Missing Pieces: Lakers Search For Youth, Athleticism On Perimeter
In an eye-opening second-round sweep at the hands of the Dallas Mavericks, the two-time defending champion Los Angeles Lakers looked old, unathletic and tired. The fatigue is understandable, as the Lakers had played in three consecutive NBA Finals, racking up an extra 67 playoff games’ worth of wear and tear on their bodies. But to return to contention, the Lakers will need to get younger and more athletic on the perimeter.
Many have floated the idea of acquiring Dwight Howard for Odom and Bynum, but until a new CBA is instituted, there’s no way to know what Orlando will do. If a somewhat strict franchise player tag is put in place, they might be able to force Howard to stay. Conversely, if an entire season were lost, they would have no leverage with Howard, an unrestricted free agent.
And even with the league’s best defensive player in place, Los Angeles would still need to improve a perimeter defense that allowed JJ Barea and Jason Terry to penetrate at will. At 37, Derek Fisher is one of the league’s oldest point guards, and he no longer has the foot-speed to deal with the new generation of speedsters. Steve Blake, a 31-year old signed last off-season to a four-year $16 million contract, wasn’t much better in the playoffs.

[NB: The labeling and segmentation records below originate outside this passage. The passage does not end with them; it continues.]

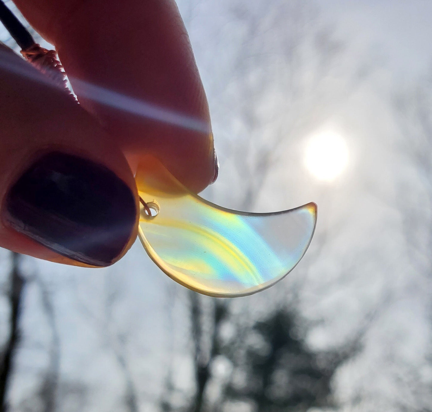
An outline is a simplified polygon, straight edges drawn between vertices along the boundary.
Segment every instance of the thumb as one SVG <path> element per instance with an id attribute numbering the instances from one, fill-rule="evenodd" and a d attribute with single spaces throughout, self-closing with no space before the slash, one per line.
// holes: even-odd
<path id="1" fill-rule="evenodd" d="M 67 93 L 4 47 L 0 57 L 0 247 L 63 263 L 113 263 L 137 231 L 124 155 Z"/>

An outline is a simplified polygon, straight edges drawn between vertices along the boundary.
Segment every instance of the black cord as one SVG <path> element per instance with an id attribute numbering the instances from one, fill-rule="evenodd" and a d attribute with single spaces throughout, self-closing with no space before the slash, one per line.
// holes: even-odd
<path id="1" fill-rule="evenodd" d="M 0 21 L 22 50 L 25 50 L 35 44 L 35 40 L 29 31 L 6 7 L 3 0 L 0 0 Z"/>

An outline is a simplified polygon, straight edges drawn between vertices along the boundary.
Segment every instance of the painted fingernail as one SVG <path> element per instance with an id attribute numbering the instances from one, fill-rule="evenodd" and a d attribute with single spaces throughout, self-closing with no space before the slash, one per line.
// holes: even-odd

With the amount of money tied up by their top four players, the Lakers don't have the cap room to bring in a top-flight point guard. The good news is they don’t need one; they just need guys who can hit open 3’s and play solid individual defense, and perimeter players with that skill-set are the most replaceable assets in the league.
Elite teams often overemphasize experience and NBA pedigree in filling out their rosters. That’s why the Lakers signed Blake last offseason, why Miami brought in Mike Bibby, Erick Dampier and Zydrunas Ilgauskas and why Orlando gave Chris Duhon a four-year $18 million contract to be a back-up point guard.
But as Mark Haubner of the Painted Area blog pointed out, Duhon isn’t even as good as Bo McCalebb, a naturalized American point guard who played for F.Y.R of Macedonia in Eurobasket 2011. When he went undrafted in 2008, he fell through the cracks, ending up in Italy’s Serie A league and establishing himself as one of the continent’s top players. At 6’0 180, he was named to the Eurobasket All-Tournament Team, averaging 21.4 points a game and carrying his team to the semifinals.
Last year, the Spurs found Gary Neal, an athletic 6’4 sharp-shooter, in Europe. Neal, despite having no previous NBA experience being undrafted out of Towson in 2007, fit right in with the veteran squad and was a first-team All-Rookie player.
The talent pool of basketball players that NBA can teams can choose from is expanding rapidy -- a record 13.5% of the NBA’s players were born overseas. More foreign players means it’s harder than ever before for American players to make the league, so guys who would have made the NBA a decade ago are now playing internationally.
There isn’t a bright dividing line between the #450 and #451 best basketball players in the NBA; many European players, like Orlando Magic lottery pick Fran Vasquez, could easily play in the NBA if they so choose. Just because someone like Blake or Duhon has been in the NBA a decade doesn’t mean they’re better than a younger and faster player putting up better statistics in Europe.
Los Angeles, after trading its last four first-round picks, desperately needs an infusion of youth and athleticism. With Kobe and Pau aging, they need perimeter players who can handle tough defense assignments and spread the floor for their offensive stars. Ron Artest, an aging player with a propensity to dominate the ball, is no longer a great fit.
The Lakers need at least one point guard who can handle the league’s younger players at that position and one swingman who can allow Kobe to rest his legs defensively. Even without any salary cap space, those types of players can be found if you know where to look.